THE INDIAN GUARD.
During our stay at the village, the crowd of visiters and pilferers increased from day to day. The chief, therefore, stationed one of the warriors at the encampment to keep off idlers and intruders of all descriptions, and above all to have a keen eye to the movements of the dogs and old women. At the same time he took occasion to let us know that though the warrior had been selected by himself, his pay would be expected to come from the hands of the Commissioner. On the following morning the guard made his appearance, and prepared to enter upon his office. He was tall and thin, with a shaved head, and a body highly painted with vermilion. He wore, or rather carried with him, a dirty blanket; which, with a small piece of blue cloth around his hips, and a ragged pair of mocassins, completed his dress, and the whole of his worldly possessions. Like most men in office, he began to hold his head higher than the rest of the world, and to look with a patronising air upon his former cronies. He forthwith commenced the discharge of his duties, with that assiduity which fully verified the trite but true proverb, “a new broom sweeps clean.” He routed the droves of vagabond children. He hunted the old squaws over the prairie, till nothing in the shape of a petticoat dared venture in the neighbourhood. And a perpetual whining and howling of curs, accompanied by the hearty thwacks of a cudgel, informed us that this portion of our visiters had also been treated with all the respect due to so numerous and busy a community.
This lasted for a day; after which, a perfect calm reigned throughout the camp. There was no excitement; for the guard had monopolised it. There was no squabbling, or howling; for the women were driven off, and the dogs knew better than to venture a second time within the reach of a cudgel, whose favours were bestowed with such an unsparing liberality.
The office now became a sinecure. The guard sat for hours upon the head of an empty pork barrel, drumming his heels against its sides, and trolling out some Indian ditty, or occasionally bellowing out a threat at some urchin who ventured to steal a distant look at the forbidden premises. When this became tedious, he stretched himself at full length on the grass, and resumed his old occupation of singing. An hour spent at this exhausted his patience. He then rose up, threw his blanket across one of his shoulders, and swaggered off to the village to hear the news, and to take a chat with the old folks, who treated him with the greatest deference, now that he was in office. After paying one of these visits, he always returned to his post, and regaled us, as well as he was able, with the news of the day. By degrees, his jurisdiction seemed to increase, until at last from the charge of our goods and chattels, it reached to the charge of ourselves; and none of the party could leave the tent without receiving a very inquiring look, as to what might be the nature of the business which called him forth. All these things tended vastly to raise him in the estimation of the village; though I verily believe that, at the bottom, he was one of the most arrant vagabonds breathing; and that the chief, acting upon the principle usually followed by politicians of the present day, had promoted him to office, because it was necessary that something should be done for him, and because there was no other way of doing it.
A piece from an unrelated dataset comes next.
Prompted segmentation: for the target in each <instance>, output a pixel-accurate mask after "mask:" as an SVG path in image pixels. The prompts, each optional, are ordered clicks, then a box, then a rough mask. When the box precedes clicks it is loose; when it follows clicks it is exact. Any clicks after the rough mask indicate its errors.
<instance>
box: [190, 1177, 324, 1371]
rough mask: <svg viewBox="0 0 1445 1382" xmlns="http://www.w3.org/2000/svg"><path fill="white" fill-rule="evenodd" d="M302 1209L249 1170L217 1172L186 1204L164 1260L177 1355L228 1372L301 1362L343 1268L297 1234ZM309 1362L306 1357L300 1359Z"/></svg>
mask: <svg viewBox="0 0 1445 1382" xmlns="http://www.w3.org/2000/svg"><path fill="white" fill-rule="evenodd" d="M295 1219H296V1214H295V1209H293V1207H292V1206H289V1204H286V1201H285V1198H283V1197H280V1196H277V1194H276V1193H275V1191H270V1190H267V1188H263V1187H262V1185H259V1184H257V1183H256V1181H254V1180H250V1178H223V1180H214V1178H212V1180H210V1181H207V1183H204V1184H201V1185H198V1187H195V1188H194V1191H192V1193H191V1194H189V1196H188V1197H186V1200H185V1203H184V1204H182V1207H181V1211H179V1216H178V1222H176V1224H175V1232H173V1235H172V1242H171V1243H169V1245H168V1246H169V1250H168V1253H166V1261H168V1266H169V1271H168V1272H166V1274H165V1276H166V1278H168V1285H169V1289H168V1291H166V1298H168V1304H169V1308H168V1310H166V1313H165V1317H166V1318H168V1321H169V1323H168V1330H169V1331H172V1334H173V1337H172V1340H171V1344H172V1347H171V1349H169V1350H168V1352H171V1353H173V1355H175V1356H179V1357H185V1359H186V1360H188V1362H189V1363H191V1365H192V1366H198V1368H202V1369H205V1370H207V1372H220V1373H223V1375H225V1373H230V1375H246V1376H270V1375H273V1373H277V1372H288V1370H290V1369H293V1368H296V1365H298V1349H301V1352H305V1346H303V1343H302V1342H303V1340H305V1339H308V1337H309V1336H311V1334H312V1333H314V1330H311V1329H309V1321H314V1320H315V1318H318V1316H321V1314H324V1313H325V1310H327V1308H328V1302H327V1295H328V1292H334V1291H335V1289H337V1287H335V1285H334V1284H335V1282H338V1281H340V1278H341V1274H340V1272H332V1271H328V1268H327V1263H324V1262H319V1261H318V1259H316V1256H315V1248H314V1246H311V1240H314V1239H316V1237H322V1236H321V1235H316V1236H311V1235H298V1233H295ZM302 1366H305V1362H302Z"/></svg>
Great as had been his display of diligence for the first day, it soon disappeared; and at the end of three days, there was little difference in the appearance of the camp, from that which it wore previous to his appointment. According to his notions, he had performed all that was necessary to entitle him to his pay, and any further labour he considered as altogether superfluous. Before a week had elapsed, he was nearly as great an annoyance as any of the idlers, whom it was his business to remove.